A soggy air filter may seem benign, but it's a sign your AC unit is in bad shape. A wet air filter can spread foul odors and bacteria through your home's air ducts. Over time, if your air filter stays soggy, it can even corrode your HVAC unit and reduce its lifespan.
Understanding the issues that lead to a wet air filter can help diagnose what's wrong with your air conditioner and allow you to perform the correct maintenance to keep your house cool all year long.
Your Air Conditioner Has A Clogged Filter
The leading cause of a wet filter is a clogged filter. If you don't change your filter regularly, debris builds up onto this and your air conditioner. Once it becomes clogged with dust, airflow becomes drastically reduced, which compromises the efficiency of your air conditioner. As such, with the airflow reduced, moisture can't leave your unit effectively. This excess moisture leads to excess condensation in the unit and a soggy filter.
Moisture is part of the regular function of your air conditioner. However, you should change your air filter every 90 days if your family doesn't have pets or as often as every month if you do have pets.
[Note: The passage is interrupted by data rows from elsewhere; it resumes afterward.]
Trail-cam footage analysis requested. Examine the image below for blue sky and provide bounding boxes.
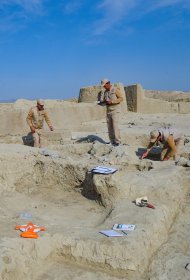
[0,0,190,100]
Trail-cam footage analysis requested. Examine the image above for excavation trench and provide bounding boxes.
[0,144,189,280]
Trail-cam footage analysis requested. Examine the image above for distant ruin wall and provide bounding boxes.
[124,84,190,114]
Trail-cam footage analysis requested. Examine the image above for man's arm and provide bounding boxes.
[165,135,177,158]
[112,88,123,104]
[26,109,35,133]
[44,111,53,131]
[141,142,155,159]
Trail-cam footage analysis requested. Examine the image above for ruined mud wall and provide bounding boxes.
[125,84,190,114]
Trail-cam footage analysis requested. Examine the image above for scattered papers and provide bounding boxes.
[112,224,136,231]
[99,230,124,237]
[91,166,117,174]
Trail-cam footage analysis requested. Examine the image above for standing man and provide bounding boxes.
[26,99,53,148]
[100,79,123,146]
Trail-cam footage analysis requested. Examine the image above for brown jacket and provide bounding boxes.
[26,106,52,129]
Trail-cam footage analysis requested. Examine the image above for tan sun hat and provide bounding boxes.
[150,130,159,143]
[101,79,110,87]
[135,196,148,205]
[37,99,44,106]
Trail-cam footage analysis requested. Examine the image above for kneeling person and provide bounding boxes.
[26,99,53,148]
[141,127,183,161]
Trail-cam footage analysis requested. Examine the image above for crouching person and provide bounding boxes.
[26,99,53,148]
[141,127,184,161]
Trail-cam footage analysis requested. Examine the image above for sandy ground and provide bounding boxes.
[0,113,190,280]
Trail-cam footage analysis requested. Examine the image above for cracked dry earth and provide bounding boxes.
[0,114,190,280]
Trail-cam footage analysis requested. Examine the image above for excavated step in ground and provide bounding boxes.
[0,143,189,280]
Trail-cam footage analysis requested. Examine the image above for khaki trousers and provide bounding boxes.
[161,138,184,160]
[107,111,121,143]
[32,129,45,148]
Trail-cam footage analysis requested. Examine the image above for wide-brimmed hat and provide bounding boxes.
[101,79,110,87]
[135,196,148,206]
[150,130,159,143]
[37,99,44,106]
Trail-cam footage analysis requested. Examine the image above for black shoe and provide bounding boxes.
[112,142,119,147]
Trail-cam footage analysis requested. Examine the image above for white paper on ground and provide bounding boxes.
[91,166,117,174]
[99,230,123,237]
[112,224,135,231]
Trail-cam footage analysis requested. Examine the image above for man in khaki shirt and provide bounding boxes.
[26,99,53,148]
[100,79,123,146]
[141,127,183,161]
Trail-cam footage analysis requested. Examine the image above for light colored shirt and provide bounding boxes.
[26,106,52,129]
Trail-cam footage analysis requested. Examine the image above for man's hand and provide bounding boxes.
[30,126,36,133]
[106,100,112,105]
[163,156,170,161]
[141,151,148,159]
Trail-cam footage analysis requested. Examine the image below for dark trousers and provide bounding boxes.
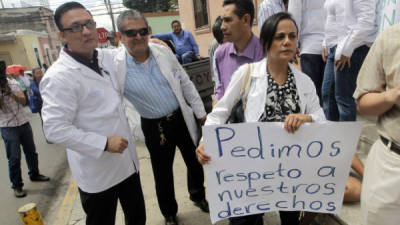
[229,214,264,225]
[79,173,146,225]
[1,122,39,188]
[322,45,369,121]
[300,54,325,106]
[141,110,205,217]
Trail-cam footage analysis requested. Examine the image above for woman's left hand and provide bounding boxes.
[284,113,312,133]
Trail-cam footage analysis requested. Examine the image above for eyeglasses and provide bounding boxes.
[122,27,149,37]
[62,20,96,33]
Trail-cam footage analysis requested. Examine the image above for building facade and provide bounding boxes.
[0,7,62,65]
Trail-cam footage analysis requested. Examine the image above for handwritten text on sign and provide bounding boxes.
[203,122,362,224]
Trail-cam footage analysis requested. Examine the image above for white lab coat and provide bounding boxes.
[115,43,206,145]
[40,49,139,193]
[205,59,325,126]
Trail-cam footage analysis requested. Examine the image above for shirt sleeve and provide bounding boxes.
[353,27,384,99]
[187,31,200,56]
[288,0,303,34]
[335,0,377,60]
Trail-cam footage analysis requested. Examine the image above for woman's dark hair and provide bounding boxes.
[212,16,224,44]
[222,0,254,26]
[54,2,86,31]
[260,12,299,52]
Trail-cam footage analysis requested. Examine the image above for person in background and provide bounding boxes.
[29,67,43,116]
[40,2,146,225]
[115,10,209,225]
[288,0,326,106]
[107,31,120,48]
[0,61,50,198]
[152,20,200,64]
[42,63,49,73]
[196,12,325,225]
[214,0,264,104]
[353,22,400,225]
[257,0,288,31]
[148,26,174,51]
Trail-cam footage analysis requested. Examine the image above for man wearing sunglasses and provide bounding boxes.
[152,20,200,64]
[40,2,146,225]
[115,10,208,225]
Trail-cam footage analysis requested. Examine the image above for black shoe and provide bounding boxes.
[30,174,50,182]
[193,199,210,213]
[165,216,178,225]
[14,187,26,198]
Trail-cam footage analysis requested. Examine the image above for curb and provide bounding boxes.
[53,178,78,225]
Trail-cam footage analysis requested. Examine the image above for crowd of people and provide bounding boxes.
[0,0,400,225]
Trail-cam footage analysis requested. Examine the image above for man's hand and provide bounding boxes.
[335,55,350,71]
[284,113,312,133]
[106,136,128,153]
[198,115,207,126]
[196,141,211,165]
[322,46,327,62]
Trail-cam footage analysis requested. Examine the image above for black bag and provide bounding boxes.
[226,64,253,123]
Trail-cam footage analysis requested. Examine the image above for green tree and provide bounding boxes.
[123,0,178,13]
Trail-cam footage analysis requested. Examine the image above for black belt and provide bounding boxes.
[381,136,400,155]
[142,108,181,122]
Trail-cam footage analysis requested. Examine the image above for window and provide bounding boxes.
[193,0,208,29]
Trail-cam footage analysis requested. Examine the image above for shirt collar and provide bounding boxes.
[229,32,259,59]
[64,45,98,67]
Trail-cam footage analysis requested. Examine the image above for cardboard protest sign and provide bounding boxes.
[203,122,362,224]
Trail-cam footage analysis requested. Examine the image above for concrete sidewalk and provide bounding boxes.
[63,142,280,225]
[61,117,377,225]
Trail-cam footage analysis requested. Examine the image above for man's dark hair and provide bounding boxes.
[212,16,224,44]
[171,20,181,27]
[222,0,254,26]
[260,12,299,52]
[54,2,86,31]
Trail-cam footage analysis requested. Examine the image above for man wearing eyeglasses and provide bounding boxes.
[115,10,208,225]
[40,2,146,225]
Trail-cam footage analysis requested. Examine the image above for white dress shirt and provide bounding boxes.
[325,0,379,61]
[335,0,379,60]
[288,0,325,55]
[257,0,286,32]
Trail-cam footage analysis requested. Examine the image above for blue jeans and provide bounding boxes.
[300,54,325,106]
[322,45,369,121]
[0,122,39,188]
[176,51,196,64]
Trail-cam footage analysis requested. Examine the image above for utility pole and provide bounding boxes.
[104,0,116,31]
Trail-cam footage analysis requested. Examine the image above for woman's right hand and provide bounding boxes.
[196,141,211,165]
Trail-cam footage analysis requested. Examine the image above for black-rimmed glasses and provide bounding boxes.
[122,27,149,37]
[62,20,96,33]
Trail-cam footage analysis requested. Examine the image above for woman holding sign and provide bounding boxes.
[196,12,325,225]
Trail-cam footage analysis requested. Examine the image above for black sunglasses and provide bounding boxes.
[122,27,149,37]
[62,20,96,33]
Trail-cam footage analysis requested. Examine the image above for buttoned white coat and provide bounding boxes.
[115,43,206,145]
[205,59,325,126]
[40,49,139,193]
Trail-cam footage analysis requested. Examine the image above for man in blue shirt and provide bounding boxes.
[153,20,200,64]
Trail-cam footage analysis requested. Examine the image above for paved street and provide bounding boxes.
[0,107,69,225]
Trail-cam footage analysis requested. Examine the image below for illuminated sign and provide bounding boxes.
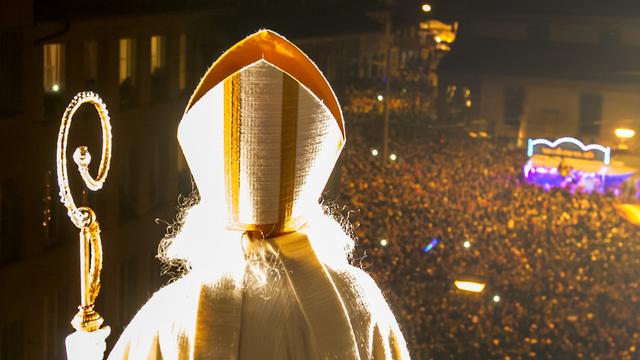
[527,137,611,165]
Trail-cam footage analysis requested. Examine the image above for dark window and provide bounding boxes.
[527,23,550,42]
[579,93,602,135]
[0,30,22,115]
[600,27,620,47]
[0,321,25,360]
[504,87,525,127]
[0,180,20,263]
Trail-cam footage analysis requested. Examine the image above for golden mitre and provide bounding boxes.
[178,30,345,235]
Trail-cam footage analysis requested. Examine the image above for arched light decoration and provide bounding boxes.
[527,136,611,165]
[614,128,636,139]
[453,280,486,293]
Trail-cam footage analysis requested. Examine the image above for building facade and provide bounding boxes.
[0,1,396,359]
[441,13,640,146]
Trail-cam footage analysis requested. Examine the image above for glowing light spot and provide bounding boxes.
[453,280,486,293]
[614,128,636,139]
[422,238,440,253]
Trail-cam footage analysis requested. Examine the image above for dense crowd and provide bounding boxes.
[338,117,640,359]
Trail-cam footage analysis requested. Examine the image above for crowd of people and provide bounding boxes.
[337,117,640,359]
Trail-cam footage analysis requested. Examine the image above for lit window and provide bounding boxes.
[43,44,64,92]
[151,36,166,73]
[178,34,187,90]
[118,38,135,84]
[84,40,98,81]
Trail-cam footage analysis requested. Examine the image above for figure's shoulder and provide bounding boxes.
[327,265,386,304]
[109,275,200,359]
[327,265,409,359]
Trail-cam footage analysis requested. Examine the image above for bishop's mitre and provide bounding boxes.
[178,30,345,234]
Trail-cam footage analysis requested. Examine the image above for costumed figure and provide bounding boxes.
[67,30,409,360]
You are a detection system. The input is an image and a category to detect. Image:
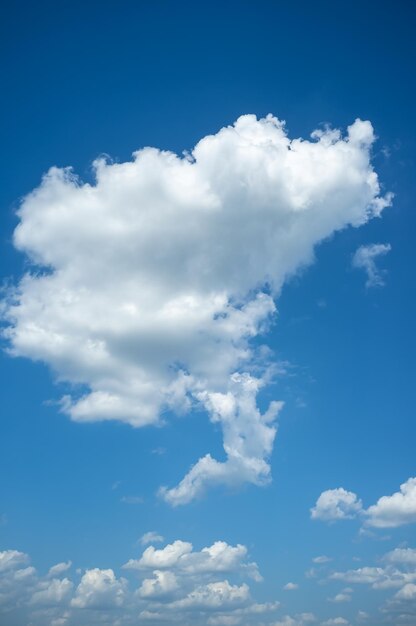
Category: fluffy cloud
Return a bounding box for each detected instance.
[3,115,390,504]
[140,530,163,546]
[48,561,72,578]
[270,613,316,626]
[171,580,249,610]
[0,541,279,626]
[366,478,416,528]
[71,567,126,609]
[311,478,416,528]
[123,540,261,580]
[283,583,299,591]
[311,487,362,522]
[352,243,391,287]
[0,550,29,572]
[384,548,416,566]
[31,578,74,606]
[312,554,332,565]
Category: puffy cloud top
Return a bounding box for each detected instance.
[3,115,389,504]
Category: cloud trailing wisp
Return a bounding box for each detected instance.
[3,115,390,505]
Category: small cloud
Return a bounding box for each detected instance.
[120,496,144,504]
[312,554,332,565]
[311,487,362,522]
[352,243,391,287]
[283,583,299,591]
[152,446,166,456]
[328,593,351,603]
[48,561,72,578]
[295,397,308,409]
[365,477,416,528]
[139,530,165,546]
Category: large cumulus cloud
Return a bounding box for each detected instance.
[4,115,389,504]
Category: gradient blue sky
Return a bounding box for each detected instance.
[0,0,416,626]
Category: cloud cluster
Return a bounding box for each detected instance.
[352,243,391,287]
[330,548,416,623]
[3,115,390,504]
[0,540,279,626]
[311,487,362,522]
[311,477,416,528]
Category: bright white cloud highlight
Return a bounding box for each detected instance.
[140,530,164,546]
[311,487,362,522]
[0,541,279,626]
[283,583,299,591]
[352,243,391,287]
[3,115,390,504]
[123,539,261,581]
[71,567,126,609]
[366,477,416,528]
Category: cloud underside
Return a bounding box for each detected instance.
[0,540,279,626]
[352,243,391,287]
[3,115,390,505]
[311,477,416,528]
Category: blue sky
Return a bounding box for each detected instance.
[0,0,416,626]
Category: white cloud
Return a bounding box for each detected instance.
[366,477,416,528]
[283,583,299,591]
[384,548,416,565]
[0,550,29,572]
[311,487,362,522]
[329,593,351,603]
[48,561,72,578]
[140,530,164,546]
[31,578,74,606]
[139,570,179,598]
[352,243,391,287]
[71,568,126,609]
[395,583,416,600]
[170,580,250,610]
[312,554,332,565]
[270,613,316,626]
[123,540,261,580]
[3,115,390,504]
[331,566,416,589]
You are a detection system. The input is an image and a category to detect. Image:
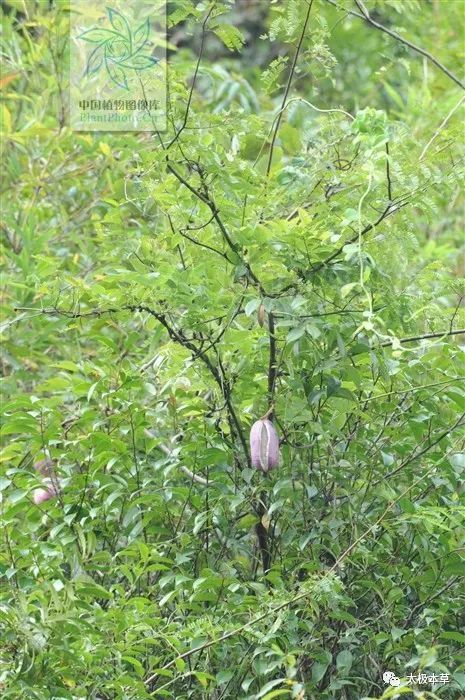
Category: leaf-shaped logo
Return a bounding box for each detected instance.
[77,7,158,90]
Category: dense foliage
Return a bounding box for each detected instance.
[0,0,465,700]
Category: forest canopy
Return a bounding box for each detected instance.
[0,0,465,700]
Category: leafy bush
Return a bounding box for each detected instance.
[0,0,465,700]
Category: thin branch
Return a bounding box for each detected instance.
[372,413,465,486]
[326,0,465,90]
[268,311,278,410]
[419,95,465,161]
[149,438,210,486]
[266,0,313,177]
[145,454,450,684]
[167,5,213,149]
[386,141,392,202]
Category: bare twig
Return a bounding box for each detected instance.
[266,0,313,177]
[326,0,465,90]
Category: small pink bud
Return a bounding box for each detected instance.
[34,486,57,506]
[250,418,279,474]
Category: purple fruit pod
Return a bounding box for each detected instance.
[250,418,279,474]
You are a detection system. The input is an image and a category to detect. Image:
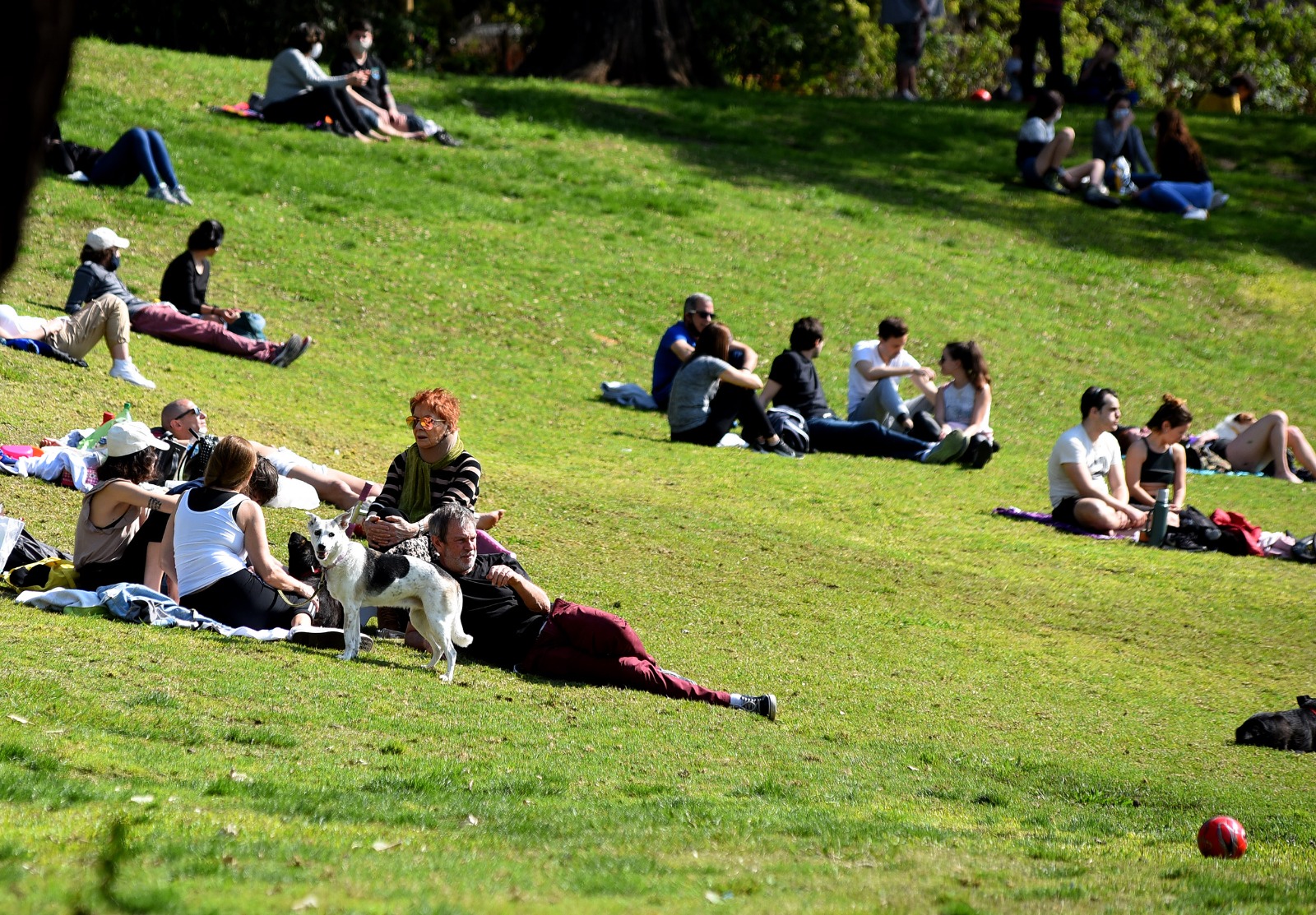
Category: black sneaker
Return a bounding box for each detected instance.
[741,693,776,722]
[748,439,804,459]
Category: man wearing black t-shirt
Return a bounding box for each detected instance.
[758,318,966,464]
[331,20,461,146]
[426,502,776,720]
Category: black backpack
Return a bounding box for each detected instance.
[767,406,809,455]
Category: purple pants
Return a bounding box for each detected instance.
[130,305,283,362]
[516,597,732,706]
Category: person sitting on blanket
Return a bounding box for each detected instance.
[329,20,462,146]
[46,121,192,206]
[74,422,178,601]
[257,22,388,143]
[650,292,758,410]
[1124,395,1193,511]
[758,317,967,464]
[426,502,776,720]
[0,294,155,390]
[64,226,314,368]
[163,435,358,651]
[1046,386,1147,534]
[160,220,265,340]
[1198,410,1316,483]
[160,397,383,511]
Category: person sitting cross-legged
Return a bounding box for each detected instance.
[1046,386,1147,534]
[667,321,803,458]
[758,318,967,464]
[417,502,776,719]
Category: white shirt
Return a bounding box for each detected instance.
[1046,425,1120,507]
[0,305,46,340]
[849,340,919,413]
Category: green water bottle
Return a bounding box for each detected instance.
[1147,489,1170,547]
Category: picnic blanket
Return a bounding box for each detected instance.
[992,505,1137,540]
[16,582,288,641]
[599,381,658,410]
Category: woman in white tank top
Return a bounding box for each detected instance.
[934,340,1000,469]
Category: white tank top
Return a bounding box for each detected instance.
[174,489,246,595]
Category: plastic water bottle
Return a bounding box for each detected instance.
[1149,489,1170,547]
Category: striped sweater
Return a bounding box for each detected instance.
[370,451,480,515]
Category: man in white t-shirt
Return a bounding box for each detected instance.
[1046,386,1147,534]
[850,318,937,431]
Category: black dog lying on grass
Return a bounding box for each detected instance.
[1235,695,1316,753]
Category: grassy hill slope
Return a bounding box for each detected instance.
[0,42,1316,913]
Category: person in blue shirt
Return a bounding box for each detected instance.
[651,292,758,412]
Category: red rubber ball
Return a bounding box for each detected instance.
[1198,816,1248,857]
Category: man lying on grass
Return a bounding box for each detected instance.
[417,502,776,720]
[1046,386,1147,534]
[160,397,382,511]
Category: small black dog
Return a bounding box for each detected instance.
[1235,695,1316,753]
[288,531,342,628]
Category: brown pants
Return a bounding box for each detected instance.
[46,294,127,359]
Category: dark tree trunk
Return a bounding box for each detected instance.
[516,0,721,85]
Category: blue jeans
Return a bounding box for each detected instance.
[1138,182,1215,213]
[808,415,929,460]
[87,127,178,188]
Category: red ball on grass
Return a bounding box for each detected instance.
[1198,816,1248,857]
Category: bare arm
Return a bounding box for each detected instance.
[487,566,553,612]
[237,500,316,597]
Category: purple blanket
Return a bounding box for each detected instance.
[992,505,1136,540]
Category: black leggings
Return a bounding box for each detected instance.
[261,85,370,133]
[671,381,775,445]
[179,569,299,630]
[77,511,169,590]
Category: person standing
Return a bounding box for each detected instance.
[1018,0,1064,100]
[882,0,946,101]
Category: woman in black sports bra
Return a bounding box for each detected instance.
[1124,395,1193,511]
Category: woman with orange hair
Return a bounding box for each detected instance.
[362,388,503,561]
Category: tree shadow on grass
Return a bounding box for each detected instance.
[463,81,1316,267]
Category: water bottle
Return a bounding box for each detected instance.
[1147,489,1170,547]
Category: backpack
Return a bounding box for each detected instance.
[767,406,809,455]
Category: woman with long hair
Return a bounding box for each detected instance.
[1134,108,1224,220]
[933,340,1000,469]
[74,422,178,597]
[667,321,804,458]
[1124,395,1193,511]
[163,435,344,648]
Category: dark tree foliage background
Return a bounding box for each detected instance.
[79,0,1316,113]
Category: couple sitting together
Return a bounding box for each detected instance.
[654,294,996,467]
[1046,386,1316,534]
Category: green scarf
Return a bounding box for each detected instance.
[397,435,465,525]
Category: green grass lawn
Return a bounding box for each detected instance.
[0,34,1316,913]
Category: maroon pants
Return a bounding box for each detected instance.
[516,597,732,706]
[130,305,281,362]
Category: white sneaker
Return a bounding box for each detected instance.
[109,360,155,390]
[146,182,178,204]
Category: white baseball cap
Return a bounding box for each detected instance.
[105,420,169,458]
[87,226,127,251]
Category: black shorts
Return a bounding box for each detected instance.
[1051,496,1082,527]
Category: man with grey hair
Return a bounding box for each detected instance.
[426,502,776,720]
[651,292,758,410]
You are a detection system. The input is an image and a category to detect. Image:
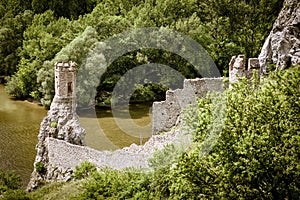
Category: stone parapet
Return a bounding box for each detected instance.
[152,78,224,135]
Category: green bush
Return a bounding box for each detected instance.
[0,169,21,194]
[170,67,300,199]
[71,67,300,199]
[73,161,97,179]
[1,189,30,200]
[72,169,150,199]
[35,162,47,174]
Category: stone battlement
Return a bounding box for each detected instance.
[152,78,224,135]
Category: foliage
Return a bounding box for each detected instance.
[74,161,97,179]
[0,169,21,194]
[171,67,300,199]
[72,169,151,199]
[0,169,29,200]
[0,0,282,106]
[71,67,300,199]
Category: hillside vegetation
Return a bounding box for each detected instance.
[0,66,300,199]
[0,0,283,106]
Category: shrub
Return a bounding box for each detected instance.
[35,162,47,174]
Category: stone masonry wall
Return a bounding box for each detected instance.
[152,78,224,135]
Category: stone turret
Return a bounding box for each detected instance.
[27,61,85,190]
[55,61,77,101]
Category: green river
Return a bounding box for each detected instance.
[0,85,151,186]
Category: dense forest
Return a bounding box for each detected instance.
[0,66,300,200]
[0,0,283,106]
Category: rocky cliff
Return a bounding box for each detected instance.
[27,98,85,191]
[259,0,300,74]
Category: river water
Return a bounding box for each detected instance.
[0,85,151,186]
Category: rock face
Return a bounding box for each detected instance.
[229,55,261,84]
[27,62,85,191]
[259,0,300,75]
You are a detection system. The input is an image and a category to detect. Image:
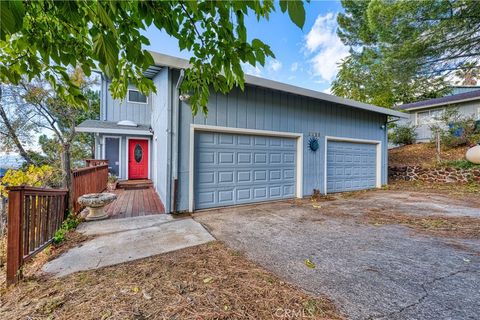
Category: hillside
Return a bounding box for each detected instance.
[388,143,468,167]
Clogged filters also lead to another problem in the form of frozen coils. When airflow becomes limited in your air conditioner, it can cause issues with the heat transfer process that allows your air conditioner to function. When that heat transfer process becomes interrupted, it results in condensation clinging to the coils and freezing.
This condensation will continue to freeze in layers until it entirely restricts the airflow of your HVAC unit, often freezing the filters to the unit. When your air conditioner is frozen, you may hear the unit running but feel no cool air. Conversely, when your air conditioner turns off, the frozen coils are allowed to melt, and the water saturates your filters.
If you open up your HVAC and see the coils are frozen, you should turn off your unit and let the coils melt. Once a filter has frozen or has water damage, you should replace it with a fresh filter.
Dust that can't cling to the filter is at risk of clogging the conditioner's drain pan. Once the drain pan is clogged, water can overflow the pan and saturate your air filter. Water may also seep down the unit onto the floor.
To solve a clogged drain pan, clean the drain pan and replace the filter. Then, carefully monitor the situation and make sure the pan is draining while your air conditioner is running.
If you can't get your drain pan to drain normally, or you can't figure out what's causing your soggy air filter, reach out to an HVAC technician for diagnosis. An air conditioning contractor can provide further insight.